I'm trying to add REST to a react + backbone example.

The tutorial for doing this requires a Backbone.Collection, but the example I found (TodoMVC) doesn't seem to use Collections at all, contrary to what I expected given this tutorial on using Backbone with React.

Will this be a problem later on?

Second, how would I make the application restful without an explicit reference to a Collection. Must I rewrite it using one?

Edit:

I ended up using Collection instead, but am having trouble reorganizing some of the code.

The original example I was referencing had a bit like this:

var TodoStore = _.extend(_todos, {
    getAll: function() {
        return _todos.toJSON();
    }
    ...
 }

Now, my TodoStore becomes TodoStore = new TodoCollection();

So where do I put those functions?
I tried putting them in TodoCollection (perhaps rather naively), but new entries are no longer being saved in the store.

Where do these functions belong?

Edit 2:

Studying the previous example confused me.

It looks like their TodoStore (which I want to be a Collection) is a Model.

And when they're creating an item, they add it to that model, which doesn't make much sense to me.
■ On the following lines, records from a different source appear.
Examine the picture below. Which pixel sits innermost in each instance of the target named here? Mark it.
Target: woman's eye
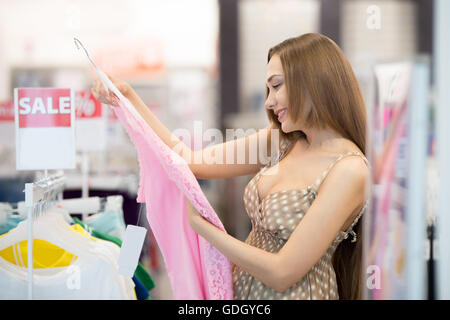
(276, 85)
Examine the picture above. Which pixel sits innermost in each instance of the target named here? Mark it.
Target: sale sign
(45, 128)
(7, 136)
(7, 111)
(91, 126)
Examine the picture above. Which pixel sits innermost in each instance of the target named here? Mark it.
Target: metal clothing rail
(39, 196)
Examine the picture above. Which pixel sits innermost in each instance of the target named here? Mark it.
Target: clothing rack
(39, 196)
(80, 205)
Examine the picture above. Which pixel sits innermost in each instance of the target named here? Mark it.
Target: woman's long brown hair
(316, 71)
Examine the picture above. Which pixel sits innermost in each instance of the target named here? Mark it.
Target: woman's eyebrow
(270, 78)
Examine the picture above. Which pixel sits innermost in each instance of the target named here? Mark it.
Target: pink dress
(196, 269)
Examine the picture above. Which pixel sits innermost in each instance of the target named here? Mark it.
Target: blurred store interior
(205, 61)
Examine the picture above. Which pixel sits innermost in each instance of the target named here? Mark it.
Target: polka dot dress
(273, 219)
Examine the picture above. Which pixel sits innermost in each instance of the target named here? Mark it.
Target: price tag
(131, 250)
(45, 128)
(91, 123)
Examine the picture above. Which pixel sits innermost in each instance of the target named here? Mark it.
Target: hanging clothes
(59, 274)
(140, 274)
(195, 268)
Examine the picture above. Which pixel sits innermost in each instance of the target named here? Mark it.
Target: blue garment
(141, 292)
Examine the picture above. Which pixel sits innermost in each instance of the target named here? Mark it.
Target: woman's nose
(270, 102)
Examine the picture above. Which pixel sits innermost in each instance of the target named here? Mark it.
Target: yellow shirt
(45, 254)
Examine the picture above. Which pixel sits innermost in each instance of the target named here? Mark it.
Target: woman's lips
(282, 115)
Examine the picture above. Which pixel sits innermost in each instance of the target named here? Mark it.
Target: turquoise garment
(110, 222)
(8, 219)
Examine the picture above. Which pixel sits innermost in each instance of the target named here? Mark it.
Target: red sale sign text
(44, 107)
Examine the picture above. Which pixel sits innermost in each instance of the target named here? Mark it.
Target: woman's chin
(285, 127)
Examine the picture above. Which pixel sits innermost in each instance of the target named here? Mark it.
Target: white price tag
(131, 250)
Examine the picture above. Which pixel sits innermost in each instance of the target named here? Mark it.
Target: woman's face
(277, 99)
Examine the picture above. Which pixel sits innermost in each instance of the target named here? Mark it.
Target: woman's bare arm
(236, 157)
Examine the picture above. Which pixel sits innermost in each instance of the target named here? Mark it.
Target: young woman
(302, 213)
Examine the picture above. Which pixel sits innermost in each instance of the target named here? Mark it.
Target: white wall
(40, 33)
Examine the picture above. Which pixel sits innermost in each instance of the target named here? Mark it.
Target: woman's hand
(193, 215)
(108, 97)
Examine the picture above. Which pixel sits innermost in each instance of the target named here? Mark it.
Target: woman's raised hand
(107, 97)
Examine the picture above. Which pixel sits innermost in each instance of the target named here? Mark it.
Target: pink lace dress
(196, 269)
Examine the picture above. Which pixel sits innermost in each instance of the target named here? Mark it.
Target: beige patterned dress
(273, 220)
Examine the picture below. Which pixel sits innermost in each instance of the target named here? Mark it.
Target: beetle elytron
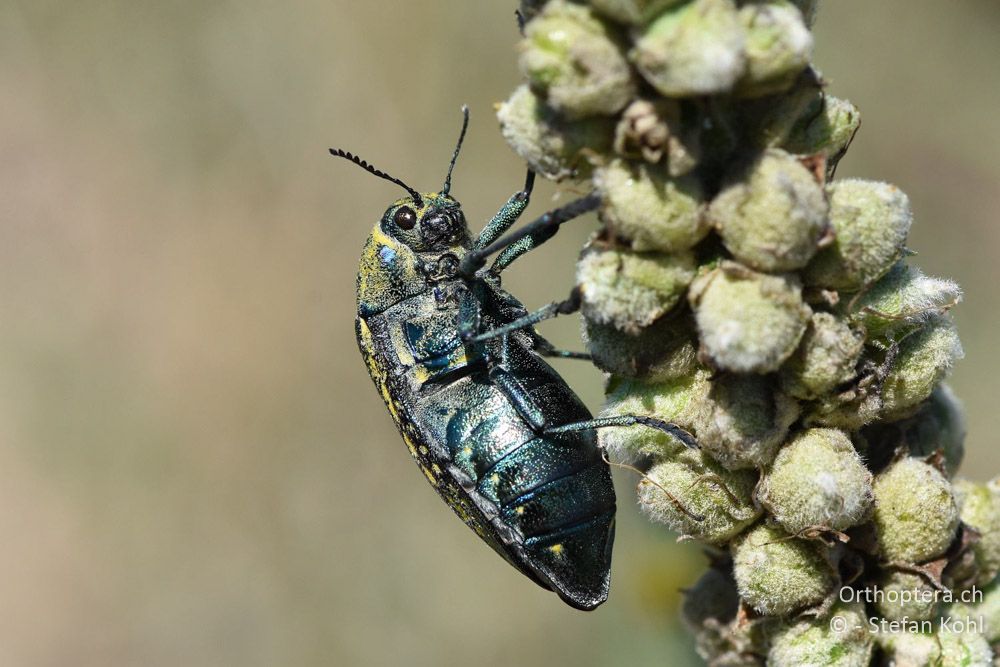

Shouldn't they create an instance of a model and add it to the Collection, or am I misunderstanding something?

sigh Edit 3:

Just noticed that their Model is actually an instance.

What I thought was var _todos = Backbone.Model.extend(); is actually:
... = new Backbone.Model.extend();

I suppose that changes something.


Solution

  • The TodoMVC is a constrained example it pretends to be illustrative rather than exhaustive showing all the features of the libraries.

    Backbone is kind of a buffet library, take what you fancy-need rather than a stricter framework as Angular so it "shouldn't" be a problem but it depends a bit on your REST api on the server side.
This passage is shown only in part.